While Zoom’s astronomical spike from about $100 a share to $559 a share in a span of six months was largely a reaction to the COVID-19 environment and the immediate need for its platform, that was a very specific, temporary problem. It’s evident by the stock’s drop to $333 in the six months since its peak.
Although Vimeo had strong growth during the pandemic, don’t expect it to drop as the economy reopens. Its last year is more telling about where it’s heading: Revenue at a 57% gain, gross profits at a 67% gain, and improved operating losses from $17.2 million to just $5.6 million in the last year alone prove the company is a well-run business. Strong revenue growth paired with improving products indicates the company is growing not only what it’s offering, but the business it’s bringing in too.
Better yet, Vimeo posted a positive net income in Q1 of this year. Sud expects revenue to reaccelerate in late 2021 as investments in the company pay off this year.
It’s estimated 86% of businesses use video as a marketing tool – that’s up from 63% in 2017. During the pandemic, an overwhelming number of consumers said the amount of video content they watched online increased, and most marketing experts saw a positive return from video content. Ninety-six percent of them plan on increasing their budget specifically for video marketing.
Video marketing was already becoming a necessary tool for businesses. The pandemic just helped boost its growth. We could see up to 93% of businesses utilizing video marketing plans by 2022.
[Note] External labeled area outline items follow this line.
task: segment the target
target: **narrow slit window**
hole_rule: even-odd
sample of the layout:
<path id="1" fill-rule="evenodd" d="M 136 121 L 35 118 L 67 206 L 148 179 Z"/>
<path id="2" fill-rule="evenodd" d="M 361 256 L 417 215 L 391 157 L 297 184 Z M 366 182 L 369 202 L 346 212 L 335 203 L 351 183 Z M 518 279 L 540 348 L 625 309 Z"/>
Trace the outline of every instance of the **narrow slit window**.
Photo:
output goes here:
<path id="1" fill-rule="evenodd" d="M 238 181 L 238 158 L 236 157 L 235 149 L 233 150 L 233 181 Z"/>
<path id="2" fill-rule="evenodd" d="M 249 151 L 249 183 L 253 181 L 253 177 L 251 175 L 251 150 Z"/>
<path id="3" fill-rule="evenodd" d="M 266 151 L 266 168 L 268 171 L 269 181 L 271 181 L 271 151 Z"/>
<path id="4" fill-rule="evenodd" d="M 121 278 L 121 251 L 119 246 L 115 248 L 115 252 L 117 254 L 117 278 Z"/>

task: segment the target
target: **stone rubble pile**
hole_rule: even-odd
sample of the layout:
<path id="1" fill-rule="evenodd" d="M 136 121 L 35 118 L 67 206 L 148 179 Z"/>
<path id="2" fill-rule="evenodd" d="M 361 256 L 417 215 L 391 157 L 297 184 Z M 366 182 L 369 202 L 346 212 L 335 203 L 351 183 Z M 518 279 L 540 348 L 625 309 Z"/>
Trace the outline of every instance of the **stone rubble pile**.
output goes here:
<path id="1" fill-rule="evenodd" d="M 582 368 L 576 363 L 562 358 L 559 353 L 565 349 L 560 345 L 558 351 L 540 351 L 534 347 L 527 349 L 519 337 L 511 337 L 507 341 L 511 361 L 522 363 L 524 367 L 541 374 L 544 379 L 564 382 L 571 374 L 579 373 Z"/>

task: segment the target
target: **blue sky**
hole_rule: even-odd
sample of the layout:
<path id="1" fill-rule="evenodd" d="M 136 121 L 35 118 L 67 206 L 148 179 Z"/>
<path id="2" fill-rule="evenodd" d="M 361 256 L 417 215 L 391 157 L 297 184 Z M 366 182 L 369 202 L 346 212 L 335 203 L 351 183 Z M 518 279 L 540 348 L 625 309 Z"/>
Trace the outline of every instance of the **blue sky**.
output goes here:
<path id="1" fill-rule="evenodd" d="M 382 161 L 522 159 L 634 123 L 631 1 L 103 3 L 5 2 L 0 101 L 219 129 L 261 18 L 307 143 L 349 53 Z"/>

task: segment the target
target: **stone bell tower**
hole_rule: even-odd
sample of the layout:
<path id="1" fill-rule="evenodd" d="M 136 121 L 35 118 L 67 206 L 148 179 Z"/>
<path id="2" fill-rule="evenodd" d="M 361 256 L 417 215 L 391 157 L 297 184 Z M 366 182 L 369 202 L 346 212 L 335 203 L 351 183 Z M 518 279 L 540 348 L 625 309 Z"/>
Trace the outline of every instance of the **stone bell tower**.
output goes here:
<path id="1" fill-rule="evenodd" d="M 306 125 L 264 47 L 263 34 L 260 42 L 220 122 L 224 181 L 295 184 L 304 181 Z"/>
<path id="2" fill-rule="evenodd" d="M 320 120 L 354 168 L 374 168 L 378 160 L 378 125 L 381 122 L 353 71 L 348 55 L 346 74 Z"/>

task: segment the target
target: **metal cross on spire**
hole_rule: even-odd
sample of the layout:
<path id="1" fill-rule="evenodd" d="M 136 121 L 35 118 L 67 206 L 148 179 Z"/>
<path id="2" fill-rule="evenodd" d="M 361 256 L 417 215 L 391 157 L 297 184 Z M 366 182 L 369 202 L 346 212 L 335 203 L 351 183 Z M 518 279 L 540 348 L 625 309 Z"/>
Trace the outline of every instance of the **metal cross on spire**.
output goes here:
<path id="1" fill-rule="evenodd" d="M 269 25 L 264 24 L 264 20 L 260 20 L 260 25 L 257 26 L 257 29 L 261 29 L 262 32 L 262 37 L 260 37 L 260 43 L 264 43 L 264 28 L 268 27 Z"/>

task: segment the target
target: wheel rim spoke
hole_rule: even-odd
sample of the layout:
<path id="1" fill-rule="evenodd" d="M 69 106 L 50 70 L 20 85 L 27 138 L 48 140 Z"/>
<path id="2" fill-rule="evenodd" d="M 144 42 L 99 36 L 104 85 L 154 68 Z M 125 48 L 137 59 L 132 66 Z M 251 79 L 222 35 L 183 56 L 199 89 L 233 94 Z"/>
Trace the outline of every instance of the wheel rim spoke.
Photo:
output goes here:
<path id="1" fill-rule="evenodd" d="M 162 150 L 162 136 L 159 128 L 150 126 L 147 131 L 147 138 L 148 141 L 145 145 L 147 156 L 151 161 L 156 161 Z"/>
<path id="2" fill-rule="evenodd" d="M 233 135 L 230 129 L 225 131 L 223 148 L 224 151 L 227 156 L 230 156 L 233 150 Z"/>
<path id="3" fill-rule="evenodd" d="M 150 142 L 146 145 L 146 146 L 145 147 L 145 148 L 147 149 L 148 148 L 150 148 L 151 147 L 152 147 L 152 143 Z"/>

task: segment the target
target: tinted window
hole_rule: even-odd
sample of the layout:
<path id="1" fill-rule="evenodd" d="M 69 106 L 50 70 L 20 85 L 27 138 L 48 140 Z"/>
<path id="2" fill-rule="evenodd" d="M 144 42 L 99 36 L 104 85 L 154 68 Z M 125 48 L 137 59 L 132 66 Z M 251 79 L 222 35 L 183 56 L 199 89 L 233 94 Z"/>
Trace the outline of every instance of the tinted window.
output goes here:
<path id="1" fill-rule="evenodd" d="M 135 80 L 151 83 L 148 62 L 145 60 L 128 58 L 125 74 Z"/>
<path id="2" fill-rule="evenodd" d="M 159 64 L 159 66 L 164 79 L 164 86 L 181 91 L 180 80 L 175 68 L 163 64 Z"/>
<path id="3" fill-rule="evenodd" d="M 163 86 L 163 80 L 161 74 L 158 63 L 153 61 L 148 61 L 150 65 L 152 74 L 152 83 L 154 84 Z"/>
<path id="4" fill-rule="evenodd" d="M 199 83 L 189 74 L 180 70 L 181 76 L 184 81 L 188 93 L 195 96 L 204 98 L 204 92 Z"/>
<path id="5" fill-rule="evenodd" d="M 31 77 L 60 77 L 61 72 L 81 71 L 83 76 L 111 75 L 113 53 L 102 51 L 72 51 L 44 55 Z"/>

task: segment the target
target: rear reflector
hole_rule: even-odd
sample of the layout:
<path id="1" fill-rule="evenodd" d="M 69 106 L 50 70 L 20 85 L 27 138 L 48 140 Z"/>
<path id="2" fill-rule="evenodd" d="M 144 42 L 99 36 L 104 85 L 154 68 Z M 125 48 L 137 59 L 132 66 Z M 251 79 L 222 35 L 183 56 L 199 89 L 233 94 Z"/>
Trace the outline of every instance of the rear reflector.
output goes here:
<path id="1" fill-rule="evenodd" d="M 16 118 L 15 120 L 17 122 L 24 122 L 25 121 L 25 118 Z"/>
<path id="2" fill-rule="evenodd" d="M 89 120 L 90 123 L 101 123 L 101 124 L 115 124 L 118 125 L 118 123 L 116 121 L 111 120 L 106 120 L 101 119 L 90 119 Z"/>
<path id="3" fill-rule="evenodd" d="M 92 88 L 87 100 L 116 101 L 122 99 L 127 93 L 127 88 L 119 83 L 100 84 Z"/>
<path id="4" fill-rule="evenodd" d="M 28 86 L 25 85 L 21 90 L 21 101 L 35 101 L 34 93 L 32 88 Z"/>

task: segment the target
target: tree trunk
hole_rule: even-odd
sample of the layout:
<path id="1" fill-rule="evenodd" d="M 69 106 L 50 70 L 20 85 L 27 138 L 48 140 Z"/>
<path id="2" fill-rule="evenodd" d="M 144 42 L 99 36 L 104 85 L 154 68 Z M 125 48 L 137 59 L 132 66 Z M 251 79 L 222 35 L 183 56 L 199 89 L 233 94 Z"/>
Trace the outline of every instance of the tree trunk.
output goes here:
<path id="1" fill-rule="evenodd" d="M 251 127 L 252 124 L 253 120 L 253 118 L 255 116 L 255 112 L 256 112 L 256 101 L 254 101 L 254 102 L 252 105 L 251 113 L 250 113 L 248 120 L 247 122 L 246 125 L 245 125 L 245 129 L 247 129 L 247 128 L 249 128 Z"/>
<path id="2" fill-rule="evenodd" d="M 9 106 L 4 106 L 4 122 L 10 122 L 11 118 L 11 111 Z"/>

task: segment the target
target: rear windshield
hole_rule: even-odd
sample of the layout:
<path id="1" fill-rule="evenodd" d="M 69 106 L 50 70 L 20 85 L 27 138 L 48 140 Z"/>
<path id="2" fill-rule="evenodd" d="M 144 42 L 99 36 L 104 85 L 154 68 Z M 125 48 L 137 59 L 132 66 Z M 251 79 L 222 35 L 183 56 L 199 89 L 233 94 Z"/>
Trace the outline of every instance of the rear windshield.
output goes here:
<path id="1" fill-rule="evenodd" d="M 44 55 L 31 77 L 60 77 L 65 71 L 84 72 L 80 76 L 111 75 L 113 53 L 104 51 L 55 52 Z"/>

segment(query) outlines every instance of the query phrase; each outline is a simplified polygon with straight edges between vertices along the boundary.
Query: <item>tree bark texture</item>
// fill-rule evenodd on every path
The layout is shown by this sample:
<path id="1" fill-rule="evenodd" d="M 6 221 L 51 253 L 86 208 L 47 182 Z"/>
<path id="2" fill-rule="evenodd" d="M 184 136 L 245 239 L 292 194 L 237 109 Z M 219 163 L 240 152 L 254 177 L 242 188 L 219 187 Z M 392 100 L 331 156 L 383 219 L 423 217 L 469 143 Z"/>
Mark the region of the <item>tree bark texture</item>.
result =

Only four years into its rebrand, Vimeo is niche but multidimensional. No longer the “indie version of YouTube,” it’s the world’s all-in-one video solution. Before the pandemic, there was an increased demand for video content across the board, so we can’t expect that to dwindle away now that the pandemic has subsided.
It’s unclear why the initial reaction to the IPO sent it down 13% on day one, but expect the undervalued stock to bounce back. Vimeo is a safe buy now while it’s “on sale” at $43-$46, with a target high of $56 over the next 12 months from Wall Street analysts.